The NCAA is essentially a corporate behemoth masquerading as a non-profit organization. It has a myriad of byzantine rules and regulations, many of which are seemingly backwards to the point of ridiculousness.
The story of former USC defensive lineman Stevie Tu’ikolovatu is a prime example. Tu’ikolovatu was recently selected by the Tampa Bay Buccaneers in the seventh round of the NFL Draft, and he started his collegiate career at Utah. But after he transferred to USC, Tu’ikolovatu decided to move to Los Angeles to begin working out immediately.
However, thanks to an NCAA rule, he couldn’t take advantage of student housing until he officially enrolled, and as a transfer student he couldn’t officially enroll early. So, instead, he took another route, as detailed by the Tampa Bay Times:
He wound up sleeping in his car. For two months. His idea. Eventually, his parents delivered his mom’s 2004 brown Chevy Suburban to Los Angeles. They didn’t know their son would use it as an apartment. That story only came out after Tu’ikolovatu began playing for USC. He won the school’s defensive player of the year award in 2016 and was named defensive MVP of the Rose Bowl after making eight tackles.
Back to the car …
“I wasn’t a hundred percent comfortable in there,” Tu’ikolovatu said. “Kind of squeezed. But I took the back chairs out and was able to fit in there a little better.”
It actually gets crazier from there, as Stevie’s wife joined him:
There was no “apart” in the Suburban. They piled blankets and pillows in the back of the SUV. They hung shower curtains inside to block the sun. They bought two small fans. They had an ice cooler and a garment bag for laundry. Home, sweet home.
The happy couple frequented the beaches and beach parking lots. Steve’s favorite was Manhattan Beach, because of the boardwalk and the grass hill he worked out on in the mornings. Kalo liked Imperial Beach. There were fire pits. They would shower at night at beach facilities. In the morning, Kalo dropped Steve off at USC and looked for work.

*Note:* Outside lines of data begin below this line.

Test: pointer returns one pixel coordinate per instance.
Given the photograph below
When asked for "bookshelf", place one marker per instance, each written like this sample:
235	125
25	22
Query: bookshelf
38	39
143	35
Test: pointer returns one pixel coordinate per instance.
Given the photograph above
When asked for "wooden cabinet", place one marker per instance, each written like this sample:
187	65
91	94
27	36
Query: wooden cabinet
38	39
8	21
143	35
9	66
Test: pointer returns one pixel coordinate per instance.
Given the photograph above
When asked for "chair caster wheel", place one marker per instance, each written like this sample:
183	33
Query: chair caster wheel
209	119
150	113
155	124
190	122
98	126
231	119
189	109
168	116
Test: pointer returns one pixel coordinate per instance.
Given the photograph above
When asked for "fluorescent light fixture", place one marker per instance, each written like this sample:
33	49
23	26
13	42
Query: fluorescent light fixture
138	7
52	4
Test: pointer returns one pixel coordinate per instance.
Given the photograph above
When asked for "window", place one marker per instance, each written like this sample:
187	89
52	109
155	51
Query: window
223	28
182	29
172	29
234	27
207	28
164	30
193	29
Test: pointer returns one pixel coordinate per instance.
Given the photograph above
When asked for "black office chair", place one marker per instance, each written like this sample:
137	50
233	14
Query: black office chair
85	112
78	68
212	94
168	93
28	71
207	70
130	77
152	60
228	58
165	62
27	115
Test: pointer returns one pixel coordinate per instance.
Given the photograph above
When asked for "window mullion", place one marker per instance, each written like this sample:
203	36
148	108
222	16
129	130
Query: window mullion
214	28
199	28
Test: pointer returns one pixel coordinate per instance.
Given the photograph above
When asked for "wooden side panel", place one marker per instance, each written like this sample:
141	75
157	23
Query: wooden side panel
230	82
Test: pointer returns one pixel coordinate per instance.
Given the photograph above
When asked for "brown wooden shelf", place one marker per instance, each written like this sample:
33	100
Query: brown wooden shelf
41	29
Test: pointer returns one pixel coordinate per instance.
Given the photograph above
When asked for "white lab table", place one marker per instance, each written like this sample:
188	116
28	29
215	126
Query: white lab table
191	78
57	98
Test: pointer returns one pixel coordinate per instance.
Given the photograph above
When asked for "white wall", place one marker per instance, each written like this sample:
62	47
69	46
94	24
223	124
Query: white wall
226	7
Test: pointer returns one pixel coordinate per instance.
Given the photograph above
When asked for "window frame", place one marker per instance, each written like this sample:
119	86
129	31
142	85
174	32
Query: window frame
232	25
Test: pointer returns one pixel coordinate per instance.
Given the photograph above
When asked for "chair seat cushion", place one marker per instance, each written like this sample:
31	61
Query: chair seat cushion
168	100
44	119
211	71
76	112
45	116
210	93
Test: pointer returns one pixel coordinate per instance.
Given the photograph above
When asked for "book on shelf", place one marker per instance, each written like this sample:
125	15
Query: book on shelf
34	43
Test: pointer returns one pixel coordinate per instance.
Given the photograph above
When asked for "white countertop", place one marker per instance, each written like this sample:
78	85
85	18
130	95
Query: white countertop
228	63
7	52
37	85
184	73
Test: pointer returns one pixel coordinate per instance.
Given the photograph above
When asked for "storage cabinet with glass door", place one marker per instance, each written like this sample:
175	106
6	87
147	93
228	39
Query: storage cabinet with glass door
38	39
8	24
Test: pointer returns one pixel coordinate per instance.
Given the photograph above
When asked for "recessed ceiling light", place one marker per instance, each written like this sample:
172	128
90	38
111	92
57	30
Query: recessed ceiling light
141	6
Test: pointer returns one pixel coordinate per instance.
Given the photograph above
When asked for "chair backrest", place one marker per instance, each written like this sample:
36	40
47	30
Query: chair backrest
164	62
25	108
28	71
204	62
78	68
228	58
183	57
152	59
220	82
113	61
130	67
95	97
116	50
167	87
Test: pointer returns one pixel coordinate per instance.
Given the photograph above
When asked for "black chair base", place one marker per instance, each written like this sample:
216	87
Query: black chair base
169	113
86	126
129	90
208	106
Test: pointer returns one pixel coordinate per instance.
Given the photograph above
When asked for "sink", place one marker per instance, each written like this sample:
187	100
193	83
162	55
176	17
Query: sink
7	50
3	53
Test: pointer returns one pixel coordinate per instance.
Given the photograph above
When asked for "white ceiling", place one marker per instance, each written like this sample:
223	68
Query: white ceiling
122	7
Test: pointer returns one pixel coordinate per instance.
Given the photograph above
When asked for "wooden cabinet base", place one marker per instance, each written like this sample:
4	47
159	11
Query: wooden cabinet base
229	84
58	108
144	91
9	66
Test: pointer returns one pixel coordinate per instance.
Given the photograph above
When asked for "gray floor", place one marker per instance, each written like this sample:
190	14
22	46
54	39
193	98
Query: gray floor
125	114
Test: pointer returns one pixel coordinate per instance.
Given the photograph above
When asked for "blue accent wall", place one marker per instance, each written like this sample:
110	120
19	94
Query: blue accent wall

Then came dinner.
It’s important to note that this wasn’t exactly forced homelessness, in this case. The Tu’ikolovatu’s acknowledged there were people with whom they could have stayed, but this was their choice.
However, it stands to reason that there are athletes who don’t have that choice, and that the rule could force them into absurd situations like this. This sheds light on yet another example of how the NCAA seems to be designed to make life harder for college athletes, the people for whom the organization should be advocating, not subjugating.